O Dia em que quase fui presa

Hoje ameaçaram me prender. Disseram que iam chamar a polícia para mim.
E, não. Eu não cometi nenhuma contravenção. Foi só a velha e boa ignorância em ação.

Ao que parece, as empresas que organizam eventos não sabem bem definir o conceito de "profissional de fotografia" e confundem isso com "equipamento profissional". Como eu não tenho câmera pequena para fotografar momentos pessoais (não faz muito sentido, porque as imagens não saem como eu gosto), levei a minha mesmo, como de praxe, apesar de não ser muito a minha praia fotografar fora de estúdio ou de contexto jornalístico.

No fim, ninguém chamou a polícia e fiz minhas fotos do mesmo jeito que os outros pais e parentes. Eu não ia tomar o emprego de ninguém, pois minha intenção não era vender as imagens. Também não íamos deixar de comprar deles menos que  os outros que fotografavam com máquinas pequenas - no final, até tiramos fotos no estúdio da empresa, porque eu também gosto de registrar minha presença com a família nessas ocasiões.

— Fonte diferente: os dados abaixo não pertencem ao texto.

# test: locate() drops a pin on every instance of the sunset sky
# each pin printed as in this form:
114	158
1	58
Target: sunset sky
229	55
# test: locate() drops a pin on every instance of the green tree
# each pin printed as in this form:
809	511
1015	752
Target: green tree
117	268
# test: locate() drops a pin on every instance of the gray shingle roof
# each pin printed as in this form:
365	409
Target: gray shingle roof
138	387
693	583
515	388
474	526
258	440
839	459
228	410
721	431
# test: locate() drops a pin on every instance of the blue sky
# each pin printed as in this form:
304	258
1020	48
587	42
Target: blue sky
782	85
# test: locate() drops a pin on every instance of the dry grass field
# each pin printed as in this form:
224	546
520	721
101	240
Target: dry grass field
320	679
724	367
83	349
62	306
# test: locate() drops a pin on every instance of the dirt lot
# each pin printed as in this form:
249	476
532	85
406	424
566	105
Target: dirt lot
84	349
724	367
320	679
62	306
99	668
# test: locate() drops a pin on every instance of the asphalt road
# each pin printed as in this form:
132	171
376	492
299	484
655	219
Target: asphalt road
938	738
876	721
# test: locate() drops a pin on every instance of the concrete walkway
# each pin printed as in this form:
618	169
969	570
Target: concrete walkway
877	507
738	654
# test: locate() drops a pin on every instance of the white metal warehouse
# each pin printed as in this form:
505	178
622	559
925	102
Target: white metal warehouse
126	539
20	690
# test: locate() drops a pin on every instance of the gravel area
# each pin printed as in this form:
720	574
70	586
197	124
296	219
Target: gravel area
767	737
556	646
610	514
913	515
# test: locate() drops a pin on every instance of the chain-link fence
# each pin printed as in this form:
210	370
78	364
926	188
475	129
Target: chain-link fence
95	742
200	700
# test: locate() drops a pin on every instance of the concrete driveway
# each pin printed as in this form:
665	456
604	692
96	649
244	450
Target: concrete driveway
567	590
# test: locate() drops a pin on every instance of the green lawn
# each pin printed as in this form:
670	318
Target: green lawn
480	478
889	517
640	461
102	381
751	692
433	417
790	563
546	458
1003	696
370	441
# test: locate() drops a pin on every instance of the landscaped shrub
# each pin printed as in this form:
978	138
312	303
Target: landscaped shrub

O que de fato essas companhias de formatura não querem é que os pais (clientes, em geral) saibam que FOTOGRAFAR NÃO É CRIME! Ainda mais quando constituem registro de memória pessoal - ninguém pode obrigar ninguém a comprar nada e tampouco cercear o direito de expressão de cada um.

Esperam que acatemos calados as ameaças, que não conheçamos nossos direitos como cidadãos. Não fosse o mini-escândalo que armei e o protesto de outras mães que reconheceram a maluquice da situação, talvez eles até tivessem me posto para fora da formatura do meu próprio irmão.

De acordo com o fotógrafo e advogado José Roberto Comodo, especialista em defender casos como este, "interromper o ato de fotografar é arbitrário", pois a garantia individual expressa no artigo 5o., IX, da Constituição Federal de 1988 diz que "é livre a expressão da atividade intelectual,
artística, científica e de comunicação, independentemente de censura ou licença”
*.

Todos os pais estavam com máquinas, algumas semi-profissionais, mas só a minha não podia tirar fotos.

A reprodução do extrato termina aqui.